Aaron Schock, former Republican Congressman (2009–2015) has a long anti-LGBTQ record. When in office, he voted consistently to put down LGBTQ rights legislation. His contributions include but not limiting to not recognizing ‘sexual orientation, gender identity, gender and disability’ as federal hate crimes, accepting “Don’t Ask, Don’t Tell”, and favoring Defense of Marriage Act that defined marriage between man and woman only. Those remarkable “achievements” let Schock earn a zero percent approval rating from Human Rights Campaign. Fair enough. A typical conservative story you may think. It would be if not the details of Aaron’s private life had gone viral.
Earlier this year he attended the Coachella Valley Music and Arts Festival where Aaron spent time with his gay friends, the community he used to condemn and deprive of natural rights. And yet former Congressman felt relaxed and enjoyed the event as can be confirmed by 100K festival attendees. Moreover, he didn’t hide and acted as if it was absolutely OK. It definitely WAS NOT and public reaction was quick and furious as the photos from the event were posted online. Not surprisingly, numerous LGBTQ activists tried to reach him out for reasonable explanation if any. One of them has succeeded.

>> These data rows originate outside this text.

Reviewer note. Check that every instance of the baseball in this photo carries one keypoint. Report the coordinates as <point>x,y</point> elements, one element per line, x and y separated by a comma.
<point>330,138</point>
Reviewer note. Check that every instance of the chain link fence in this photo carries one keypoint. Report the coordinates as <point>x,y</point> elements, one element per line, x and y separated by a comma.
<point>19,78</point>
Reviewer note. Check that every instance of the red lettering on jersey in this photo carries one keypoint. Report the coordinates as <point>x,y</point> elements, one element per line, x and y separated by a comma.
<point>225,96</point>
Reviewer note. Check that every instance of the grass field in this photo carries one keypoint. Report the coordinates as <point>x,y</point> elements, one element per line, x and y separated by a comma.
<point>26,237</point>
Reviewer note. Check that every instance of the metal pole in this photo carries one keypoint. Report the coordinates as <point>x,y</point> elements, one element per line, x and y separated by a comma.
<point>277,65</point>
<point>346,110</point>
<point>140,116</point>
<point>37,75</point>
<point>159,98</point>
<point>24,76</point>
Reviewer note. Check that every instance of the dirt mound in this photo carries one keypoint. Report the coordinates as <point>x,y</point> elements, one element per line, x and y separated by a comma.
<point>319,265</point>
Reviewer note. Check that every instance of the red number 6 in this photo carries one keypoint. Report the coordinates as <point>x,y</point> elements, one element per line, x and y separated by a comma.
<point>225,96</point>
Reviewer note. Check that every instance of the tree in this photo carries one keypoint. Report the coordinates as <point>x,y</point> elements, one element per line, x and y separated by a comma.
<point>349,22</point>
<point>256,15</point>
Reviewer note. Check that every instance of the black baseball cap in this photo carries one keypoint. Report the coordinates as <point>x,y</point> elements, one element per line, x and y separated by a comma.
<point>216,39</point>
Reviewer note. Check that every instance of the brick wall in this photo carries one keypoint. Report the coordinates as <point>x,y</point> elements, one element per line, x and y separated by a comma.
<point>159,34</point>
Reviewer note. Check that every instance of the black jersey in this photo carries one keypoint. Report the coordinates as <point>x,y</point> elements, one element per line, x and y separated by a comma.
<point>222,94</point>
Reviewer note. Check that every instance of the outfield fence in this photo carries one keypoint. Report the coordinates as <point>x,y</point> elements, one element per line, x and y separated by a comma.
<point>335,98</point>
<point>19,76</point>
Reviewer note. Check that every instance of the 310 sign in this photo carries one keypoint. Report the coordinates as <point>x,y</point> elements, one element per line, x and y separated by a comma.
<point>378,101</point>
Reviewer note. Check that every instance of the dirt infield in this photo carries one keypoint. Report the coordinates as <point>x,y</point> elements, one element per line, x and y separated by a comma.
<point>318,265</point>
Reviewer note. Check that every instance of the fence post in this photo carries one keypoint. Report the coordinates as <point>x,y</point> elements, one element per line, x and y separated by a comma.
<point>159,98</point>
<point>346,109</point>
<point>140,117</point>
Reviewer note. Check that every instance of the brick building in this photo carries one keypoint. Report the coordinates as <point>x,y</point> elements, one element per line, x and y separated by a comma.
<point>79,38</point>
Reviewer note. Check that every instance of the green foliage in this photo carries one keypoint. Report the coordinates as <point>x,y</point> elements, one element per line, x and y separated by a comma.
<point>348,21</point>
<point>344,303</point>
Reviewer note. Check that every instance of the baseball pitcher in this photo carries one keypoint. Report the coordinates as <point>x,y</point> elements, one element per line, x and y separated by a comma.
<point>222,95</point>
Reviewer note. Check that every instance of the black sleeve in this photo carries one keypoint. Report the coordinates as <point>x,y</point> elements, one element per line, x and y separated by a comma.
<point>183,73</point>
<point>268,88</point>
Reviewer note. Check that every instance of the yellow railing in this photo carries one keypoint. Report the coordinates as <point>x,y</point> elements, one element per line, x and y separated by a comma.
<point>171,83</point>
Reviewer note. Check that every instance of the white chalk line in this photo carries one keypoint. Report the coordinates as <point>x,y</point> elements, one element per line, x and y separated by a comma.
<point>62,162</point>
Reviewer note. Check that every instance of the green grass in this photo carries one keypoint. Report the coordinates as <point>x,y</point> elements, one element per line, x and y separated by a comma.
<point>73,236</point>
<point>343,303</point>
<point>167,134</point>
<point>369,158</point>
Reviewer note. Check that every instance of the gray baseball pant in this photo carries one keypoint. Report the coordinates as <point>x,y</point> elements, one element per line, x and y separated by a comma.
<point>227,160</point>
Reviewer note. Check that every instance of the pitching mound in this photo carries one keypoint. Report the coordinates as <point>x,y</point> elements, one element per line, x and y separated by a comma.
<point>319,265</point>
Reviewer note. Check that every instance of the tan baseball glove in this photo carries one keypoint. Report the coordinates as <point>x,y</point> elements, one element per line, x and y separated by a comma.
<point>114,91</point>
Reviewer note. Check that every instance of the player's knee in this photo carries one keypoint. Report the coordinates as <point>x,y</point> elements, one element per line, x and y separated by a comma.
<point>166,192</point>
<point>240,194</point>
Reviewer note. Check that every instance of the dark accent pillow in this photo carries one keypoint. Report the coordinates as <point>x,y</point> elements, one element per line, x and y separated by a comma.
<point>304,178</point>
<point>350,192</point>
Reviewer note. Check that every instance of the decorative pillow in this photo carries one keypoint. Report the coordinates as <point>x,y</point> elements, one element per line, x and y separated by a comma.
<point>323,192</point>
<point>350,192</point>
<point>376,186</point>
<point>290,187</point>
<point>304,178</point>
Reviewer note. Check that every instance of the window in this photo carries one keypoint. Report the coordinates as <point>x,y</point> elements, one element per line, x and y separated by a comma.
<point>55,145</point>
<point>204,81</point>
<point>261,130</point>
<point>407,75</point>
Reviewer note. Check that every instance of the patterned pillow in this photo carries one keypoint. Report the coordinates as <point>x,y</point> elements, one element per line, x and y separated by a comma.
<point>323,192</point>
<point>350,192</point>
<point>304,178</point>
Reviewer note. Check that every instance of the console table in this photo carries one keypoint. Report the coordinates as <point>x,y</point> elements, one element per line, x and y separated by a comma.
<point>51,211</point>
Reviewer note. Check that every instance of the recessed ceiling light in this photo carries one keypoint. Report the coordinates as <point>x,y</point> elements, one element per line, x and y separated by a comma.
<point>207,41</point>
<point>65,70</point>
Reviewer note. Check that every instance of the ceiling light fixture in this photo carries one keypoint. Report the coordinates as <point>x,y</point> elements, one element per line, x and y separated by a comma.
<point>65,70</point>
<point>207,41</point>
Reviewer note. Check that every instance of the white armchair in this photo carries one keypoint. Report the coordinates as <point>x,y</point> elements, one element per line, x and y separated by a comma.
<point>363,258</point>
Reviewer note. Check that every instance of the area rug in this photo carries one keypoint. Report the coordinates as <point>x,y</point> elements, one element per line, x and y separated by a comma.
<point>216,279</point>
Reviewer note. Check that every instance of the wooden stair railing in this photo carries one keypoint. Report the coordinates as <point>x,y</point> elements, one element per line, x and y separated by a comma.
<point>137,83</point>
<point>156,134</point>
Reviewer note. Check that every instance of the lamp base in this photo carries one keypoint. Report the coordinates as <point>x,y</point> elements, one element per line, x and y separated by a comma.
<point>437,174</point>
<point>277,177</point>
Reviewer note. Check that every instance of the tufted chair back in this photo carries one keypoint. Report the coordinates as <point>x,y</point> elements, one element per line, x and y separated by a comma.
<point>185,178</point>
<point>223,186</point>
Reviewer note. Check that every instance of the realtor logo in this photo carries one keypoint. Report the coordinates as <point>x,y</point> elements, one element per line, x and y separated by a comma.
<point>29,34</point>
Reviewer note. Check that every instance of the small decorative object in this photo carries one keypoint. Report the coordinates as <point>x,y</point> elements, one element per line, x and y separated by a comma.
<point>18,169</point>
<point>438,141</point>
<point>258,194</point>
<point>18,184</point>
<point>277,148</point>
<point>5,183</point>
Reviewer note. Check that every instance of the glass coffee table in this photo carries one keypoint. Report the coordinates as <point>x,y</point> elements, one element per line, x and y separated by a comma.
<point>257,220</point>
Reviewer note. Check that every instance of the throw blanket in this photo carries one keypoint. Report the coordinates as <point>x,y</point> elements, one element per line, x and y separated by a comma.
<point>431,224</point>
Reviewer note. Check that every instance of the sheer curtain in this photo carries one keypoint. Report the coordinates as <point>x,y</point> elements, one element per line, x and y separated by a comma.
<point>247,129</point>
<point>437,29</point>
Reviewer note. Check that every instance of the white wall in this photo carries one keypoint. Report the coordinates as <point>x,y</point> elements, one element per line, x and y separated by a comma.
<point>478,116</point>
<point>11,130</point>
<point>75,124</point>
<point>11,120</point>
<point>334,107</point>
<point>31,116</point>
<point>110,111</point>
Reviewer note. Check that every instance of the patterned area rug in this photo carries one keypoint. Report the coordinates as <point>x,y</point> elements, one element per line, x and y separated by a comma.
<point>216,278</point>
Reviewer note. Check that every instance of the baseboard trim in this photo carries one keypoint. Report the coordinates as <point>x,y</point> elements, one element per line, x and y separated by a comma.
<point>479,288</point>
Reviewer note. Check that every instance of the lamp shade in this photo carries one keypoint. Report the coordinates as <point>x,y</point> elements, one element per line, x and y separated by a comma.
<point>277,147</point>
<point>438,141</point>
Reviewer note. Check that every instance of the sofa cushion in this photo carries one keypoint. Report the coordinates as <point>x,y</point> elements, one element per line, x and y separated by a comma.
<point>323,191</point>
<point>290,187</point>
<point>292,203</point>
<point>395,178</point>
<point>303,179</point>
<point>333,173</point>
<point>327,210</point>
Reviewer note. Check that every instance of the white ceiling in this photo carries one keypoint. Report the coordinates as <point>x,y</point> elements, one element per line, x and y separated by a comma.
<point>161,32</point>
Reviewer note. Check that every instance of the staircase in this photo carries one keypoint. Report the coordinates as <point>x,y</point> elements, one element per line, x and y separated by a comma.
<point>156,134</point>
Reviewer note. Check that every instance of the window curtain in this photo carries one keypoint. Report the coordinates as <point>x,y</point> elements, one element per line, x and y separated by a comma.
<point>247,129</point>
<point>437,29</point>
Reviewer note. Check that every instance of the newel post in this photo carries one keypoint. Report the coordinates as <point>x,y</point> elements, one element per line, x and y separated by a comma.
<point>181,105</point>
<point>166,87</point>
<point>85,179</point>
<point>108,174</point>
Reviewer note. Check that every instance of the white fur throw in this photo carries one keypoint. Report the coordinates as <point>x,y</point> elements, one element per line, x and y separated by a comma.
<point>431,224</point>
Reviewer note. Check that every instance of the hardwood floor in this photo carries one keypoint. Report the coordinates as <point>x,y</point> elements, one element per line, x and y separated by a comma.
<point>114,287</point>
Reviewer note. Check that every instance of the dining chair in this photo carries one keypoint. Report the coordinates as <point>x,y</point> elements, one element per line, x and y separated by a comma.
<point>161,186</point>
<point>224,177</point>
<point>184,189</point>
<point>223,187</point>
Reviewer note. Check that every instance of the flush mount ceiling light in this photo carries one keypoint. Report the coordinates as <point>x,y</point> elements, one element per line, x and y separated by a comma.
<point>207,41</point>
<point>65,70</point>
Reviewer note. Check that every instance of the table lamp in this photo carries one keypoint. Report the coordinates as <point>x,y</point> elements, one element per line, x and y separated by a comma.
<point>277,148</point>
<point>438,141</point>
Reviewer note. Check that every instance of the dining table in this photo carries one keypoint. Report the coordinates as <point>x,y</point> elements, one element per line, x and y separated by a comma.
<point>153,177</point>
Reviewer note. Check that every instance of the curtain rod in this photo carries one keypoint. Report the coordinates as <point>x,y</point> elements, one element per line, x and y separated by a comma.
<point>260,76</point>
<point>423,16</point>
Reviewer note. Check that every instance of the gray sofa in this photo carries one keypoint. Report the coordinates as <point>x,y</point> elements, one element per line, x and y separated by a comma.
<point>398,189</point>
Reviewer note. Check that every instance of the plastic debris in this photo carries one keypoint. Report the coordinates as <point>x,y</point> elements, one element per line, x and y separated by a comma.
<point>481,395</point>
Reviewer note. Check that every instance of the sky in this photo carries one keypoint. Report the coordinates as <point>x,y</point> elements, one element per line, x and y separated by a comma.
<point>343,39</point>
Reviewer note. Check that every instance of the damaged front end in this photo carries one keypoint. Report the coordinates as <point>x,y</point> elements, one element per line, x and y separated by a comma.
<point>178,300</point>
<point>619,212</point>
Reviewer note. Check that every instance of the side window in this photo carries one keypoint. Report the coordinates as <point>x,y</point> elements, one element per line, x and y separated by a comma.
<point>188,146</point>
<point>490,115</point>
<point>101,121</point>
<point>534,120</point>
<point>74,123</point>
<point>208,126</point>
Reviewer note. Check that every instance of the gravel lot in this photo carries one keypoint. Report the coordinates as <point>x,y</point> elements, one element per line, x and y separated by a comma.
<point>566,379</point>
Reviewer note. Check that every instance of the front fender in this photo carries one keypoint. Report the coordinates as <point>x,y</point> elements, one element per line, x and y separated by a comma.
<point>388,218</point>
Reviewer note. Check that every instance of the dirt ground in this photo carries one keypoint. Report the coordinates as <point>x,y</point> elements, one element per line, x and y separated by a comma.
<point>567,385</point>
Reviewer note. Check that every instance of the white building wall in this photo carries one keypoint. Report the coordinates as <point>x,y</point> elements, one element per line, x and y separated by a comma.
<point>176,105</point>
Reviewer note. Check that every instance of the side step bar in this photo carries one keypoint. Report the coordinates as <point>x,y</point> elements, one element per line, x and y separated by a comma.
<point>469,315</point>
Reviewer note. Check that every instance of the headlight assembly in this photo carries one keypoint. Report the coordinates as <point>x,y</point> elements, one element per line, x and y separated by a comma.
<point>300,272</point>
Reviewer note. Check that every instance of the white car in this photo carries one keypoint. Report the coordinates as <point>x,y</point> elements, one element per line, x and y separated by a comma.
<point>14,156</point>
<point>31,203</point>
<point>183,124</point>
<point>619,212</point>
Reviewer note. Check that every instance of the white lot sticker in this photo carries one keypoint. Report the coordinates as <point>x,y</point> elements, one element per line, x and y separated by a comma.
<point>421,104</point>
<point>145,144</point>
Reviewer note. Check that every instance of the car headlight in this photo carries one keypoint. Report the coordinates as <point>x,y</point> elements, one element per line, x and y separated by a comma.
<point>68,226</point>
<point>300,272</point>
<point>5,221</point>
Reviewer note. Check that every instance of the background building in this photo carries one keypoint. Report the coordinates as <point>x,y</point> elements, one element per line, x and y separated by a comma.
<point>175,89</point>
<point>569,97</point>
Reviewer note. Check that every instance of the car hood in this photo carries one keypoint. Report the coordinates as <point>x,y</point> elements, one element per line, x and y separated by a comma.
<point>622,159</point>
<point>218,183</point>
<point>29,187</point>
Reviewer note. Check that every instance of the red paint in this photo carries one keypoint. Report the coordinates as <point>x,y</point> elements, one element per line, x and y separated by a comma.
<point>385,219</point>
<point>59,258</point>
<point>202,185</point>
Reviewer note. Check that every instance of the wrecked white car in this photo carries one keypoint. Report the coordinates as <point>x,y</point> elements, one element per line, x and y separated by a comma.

Edwin Montanez, gay supporter has shared the screenshots of a chat between him and Aaron (“Again, just to be clear, these are screenshots from an alleged private chat. Their validity has not been verified, though they appear to be legit,” according to Queerty). The latter disclosed him being in a process of coming out. The reasonable question about how that matches Aaron’s previous policy was hit back with: “We each have our own journey. Obviously I hadn’t come to terms with my sexuality 11 years ago when those votes were cast.” Sounds ironically, isn’t it? “They act as though I’ve been living a gay life the past ten years. I’ve been out office for 4 years. I started coming out a year ago. I don’t know any gay man who’s told the whole world at once,” Aaron added. Really? So, it only matters when becomes your personal issue. Far not the best way to learn about the importance of diversity, but an efficient one.
Even then he has been primarily focused on himself: “I plan to speak, but right now I’m dealing with my family who I was in the process of coming out to when the Coachella video went viral. Not exactly how you want your mom to find out. That is definitely putting the community second, isn’t it? Is it the best pattern for the person previously representing the people?